Sabiá porque eu queria que fosse um nome brasileiro e sempre gostei muito de passarinhos. Acho que as pessoas começaram a me reconhecer por esse meu gosto. Quando viam algum, me mandavam foto. Também resgata essa coisa do animal. Na minha infância, tive todos os tipos de bicho de estimação que você imaginar. Eu penso na Sabiá como uma joia de Brasília, mas não seria uma joia tão ligada à arquitetura, seria mais ligada ao espaço bucólico, de contemplação, que detalha e observa as coisas.
Seus designs são bem lúdicos e diferenciados. O que te inspira?
Várias coisas. O anel Pool (ou piscina, em tradução do inglês) veio de uma imagem que tinha a ver com Brasília. Por que essas pessoas que nasceram aqui e conviveram com essa arquitetura, que não tem telhado colonial, quando vão desenhar uma casa, continuam desenhando daquele mesmo jeito? Pensei que é porque a professora ensina que uma casa é assim. Fui tentar pensar sobre esse desenho e fazer um percurso nas paisagens. Veio o anel Colina, o Pool, mas são imagens que surgem. Tem a ver com a forma como eu penso e enxergo o mundo.
O que você acha que falta na cena do design de joias?
Em relação ao design, o que falta é que, na joalheria contemporânea, fazemos uma viagem, trazemos um olhar para a joia como esse objeto de adorno do corpo. Não estamos tão preocupados que a joia signifique o valor do material. Não é para ver que tem um diamante de tantos quilates e isso que faz a joia. É você enxergar a joia como uma plataforma visual e não como uma peça de tantos reais. Acho que cada uma ocupa um espaço. Mas isso vai existir, também seu valor, porque as pedras são muito bonitas, o ouro é muito bonito, não estou tirando as possibilidades.
O caos da pandemia mexeu com a sua criatividade?
Sim, bastante, no começo. Acho que foi um susto, mas, ao mesmo tempo, o meu trabalho já é em isolamento. Apesar de ter esse momento do encontro, é íntimo também. Não é um espaço de aglomeração. Meu trabalho sou eu na bancada, mas não estou sozinha, estou ali diante do mundo. Porque tem fogo, tem minério, água, álcool. Estou colocando meu pensamento em prática, mas é sozinha, é isolada, é do silêncio. Acho que o silêncio é importante para a criação, para você se ouvir. Então, ao mesmo tempo que mexeu com o sentido econômico, no criativo, eu acho que proporcionou mais tempo, mais oportunidades.
Você já pensou em trabalhar com coleções?
Eu acho a coleção importante, porque você consegue desenvolver um pensamento e criar uma imagem, mas eu tenho tido dificuldades, sendo sincera.
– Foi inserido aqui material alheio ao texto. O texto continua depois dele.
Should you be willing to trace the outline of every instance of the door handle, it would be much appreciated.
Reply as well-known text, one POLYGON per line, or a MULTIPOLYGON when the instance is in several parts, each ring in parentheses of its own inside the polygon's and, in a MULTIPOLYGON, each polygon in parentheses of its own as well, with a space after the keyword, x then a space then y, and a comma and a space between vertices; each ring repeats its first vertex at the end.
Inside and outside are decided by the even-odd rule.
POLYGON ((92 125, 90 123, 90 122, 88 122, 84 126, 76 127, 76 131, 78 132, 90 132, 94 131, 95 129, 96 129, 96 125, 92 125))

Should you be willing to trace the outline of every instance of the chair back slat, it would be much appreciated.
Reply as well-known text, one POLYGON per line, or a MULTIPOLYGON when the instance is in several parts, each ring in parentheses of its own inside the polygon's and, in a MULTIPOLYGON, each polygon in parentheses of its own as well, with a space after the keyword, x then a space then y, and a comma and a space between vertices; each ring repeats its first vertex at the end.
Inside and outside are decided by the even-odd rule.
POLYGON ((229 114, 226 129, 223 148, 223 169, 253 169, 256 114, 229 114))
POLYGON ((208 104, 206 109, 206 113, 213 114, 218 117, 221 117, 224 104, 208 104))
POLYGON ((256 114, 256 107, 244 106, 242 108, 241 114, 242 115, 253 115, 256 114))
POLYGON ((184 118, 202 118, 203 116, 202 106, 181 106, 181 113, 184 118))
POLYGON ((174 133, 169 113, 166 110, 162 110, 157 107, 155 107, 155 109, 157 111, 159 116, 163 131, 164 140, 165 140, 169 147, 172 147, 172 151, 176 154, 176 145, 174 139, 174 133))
Mais práticas do que em pensar. Para mim, todos elas [as joias] estão, de certa forma, em uma coleção. Tem esse azul que liga elas à prata. Se eu falo que é uma coleção, vem essa lógica da moda de que aquilo vai ficar datado. Eu não penso que essa peça [o anel Pool] vai ser datada. Talvez eu produza cinco delas e, depois, não produza mais. A ideia é justamente não descartar, que ela permaneça. Mas não são joias que eu vou fazer 50. No máximo, 10 de cada.
Você também desenvolve peças por encomenda?
Faço! Com a pandemia, comecei a trabalhar mais com as encomendas e estou gostando muito. Acho muito bom o encontro com a pessoa, conhecer a história dela. Acho que os clientes acabam tendo uma conexão emocional com esses objetos.
Fiz um relicário para uma pessoa que queria relembrar a memória do avô, que faleceu. Quando você pega a prata e coloca no ácido, ela fica branca e, no final, vai ganhar o polimento. Quando eu estava nessa parte, fiquei imaginando que era quase como um espelho. O avô estava de um lado e, do outro, o espelho. Para mim, aquele espelho representava toda a família, a herança.
O que você espera do futuro da Sabiá?
Eu espero que a Sabiá permaneça como esse espaço de pensar a joia, seja sozinha, seja num encontro com outra pessoa, nesse lugar do corpo. O produtor local é apoiado por essa comunidade em volta dele. Que essa cultura exista e seja vista pelas pessoas, não precise explorar o meio ambiente e consiga ter uma visão de sociedade mais justa. Tem uma frase de um artista, Antoni Muntadas, que colocava nos outdoors, em várias línguas: “Atenção, percepção requer envolvimento”. É esse envolvimento que eu busco.